A: As a company, Headstrong already has a stupendous talent pool; well differentiated, end-to-end market offerings; and a razor sharp focus on domain-led financial services consulting. At this point, I would therefore rate Leadership and Execution as the primary catalysts for accelerating further growth. We are at the cusp of greatness, as we transition from a medium-sized niche company to being a large IT giant, a global leader in our chosen verticals. The ability of our leadership to continually shape and share this vision internally and externally, and to translate it into reality through relentless, process-driven execution is therefore critical.

Q: Given the recent improvements in the broader market, do you plan to implement any changes to your business to capitalize on the improved sentiment, e.g. accelerate capital expenditures, hire additional sales staff, etc.?  

A: Signs of improvement in market conditions are increasingly visible this year and we intend to ride the ‘wave’ and aggressively increase market share. We are therefore targeting three areas of enhanced attention and investment – sales, marketing and training. Sales teams are being expanded and are separately focusing on both new account acquisition and business growth from current clients. Marketing efforts have been stepped up to enhance brand recognition and consolidate our positioning as thought leaders. Finally considerable efforts are going into competence building and training for our delivery teams, so as to sharpen our service offerings and enable Headstrong clients derive increased efficiencies from our platform-based managed services.

Q: Are there particular market verticals that you believe will contribute more significantly to your company’s growth?  If so, please elaborate?

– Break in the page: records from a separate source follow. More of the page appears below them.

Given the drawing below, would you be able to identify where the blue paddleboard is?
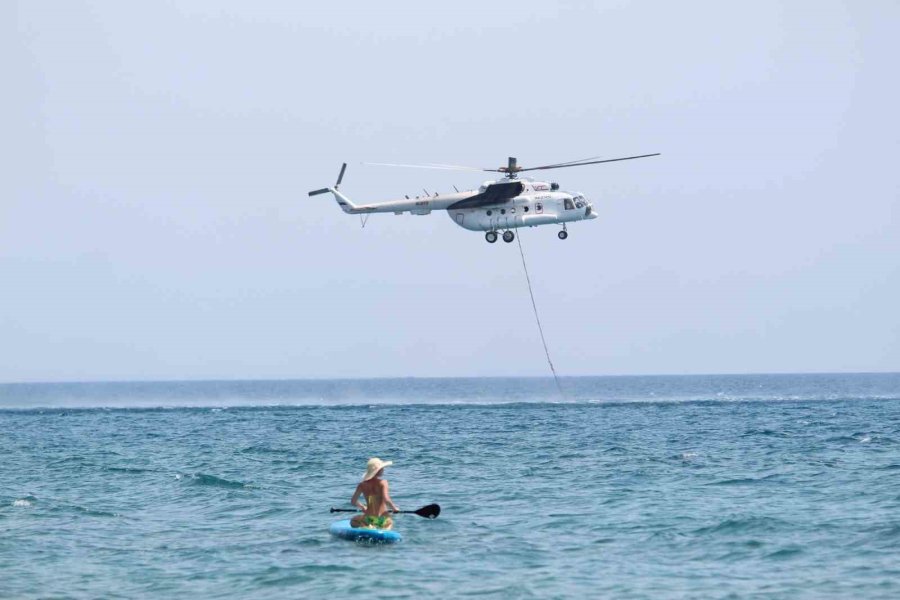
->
[329,519,403,544]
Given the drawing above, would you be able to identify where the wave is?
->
[175,473,251,489]
[693,517,791,535]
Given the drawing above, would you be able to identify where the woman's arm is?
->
[381,479,400,512]
[350,485,366,512]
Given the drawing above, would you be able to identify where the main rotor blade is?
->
[363,163,499,172]
[519,152,660,172]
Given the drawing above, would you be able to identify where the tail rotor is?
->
[309,163,347,196]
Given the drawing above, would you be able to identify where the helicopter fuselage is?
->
[328,180,597,232]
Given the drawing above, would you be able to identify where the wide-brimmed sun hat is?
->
[363,458,394,481]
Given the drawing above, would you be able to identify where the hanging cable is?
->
[516,230,565,396]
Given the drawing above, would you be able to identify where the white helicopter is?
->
[309,152,659,244]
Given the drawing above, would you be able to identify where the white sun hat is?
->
[363,458,394,481]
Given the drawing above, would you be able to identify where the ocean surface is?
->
[0,374,900,599]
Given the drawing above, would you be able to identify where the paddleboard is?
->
[329,519,403,544]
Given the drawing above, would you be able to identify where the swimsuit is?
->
[366,515,388,529]
[365,496,388,529]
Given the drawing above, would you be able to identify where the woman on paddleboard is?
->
[350,458,400,529]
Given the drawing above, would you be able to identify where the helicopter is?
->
[309,152,660,244]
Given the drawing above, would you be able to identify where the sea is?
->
[0,373,900,599]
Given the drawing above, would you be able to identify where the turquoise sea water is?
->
[0,374,900,598]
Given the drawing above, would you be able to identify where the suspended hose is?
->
[516,231,565,396]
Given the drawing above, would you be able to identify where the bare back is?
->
[354,477,388,517]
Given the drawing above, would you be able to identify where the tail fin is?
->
[309,163,359,213]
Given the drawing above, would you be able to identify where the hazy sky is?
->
[0,0,900,382]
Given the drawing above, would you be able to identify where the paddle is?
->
[331,504,441,519]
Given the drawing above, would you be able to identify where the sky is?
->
[0,0,900,382]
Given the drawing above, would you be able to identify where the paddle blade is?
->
[413,504,441,519]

Given the regulatory changes in financial markets and the continual emergence of newer financial products, Compliance and Operational Risk is a vertical we are seeing increased traction in. Clients require not just strategic guidance but also end-to-end implementation services as they roll out risk management practices and infrastructure.

Similarly, Wealth Management is another area that is directly benefiting from improving market conditions. Wealth management firms are empowering their relationship managers with systems and applications that can provide on-demand asset views, trigger-based communication to clients in crisis situations, client suitability assessments for products, and monitoring tools for asset allocation and risk management – all of which fall in Headstrong’s sweet spot.

Q: What is your outlook for your company and/or the economy for 2010?

A: Last year’s crisis and the recession saw a lot of IT companies consciously reduce their exposure to financial services, and to the North America geography as a whole.  We however, saw this as an opportunity and in fact reaffirmed our commitment to these segments. This has begun yielding dividends, now that the economy is improving. Headstrong should see a 42% growth in earnings in 2010, on enhanced revenues. Of course, we remain cautious on G&A spending and are continually tracking economic conditions to keep expenses in line with revenue growth.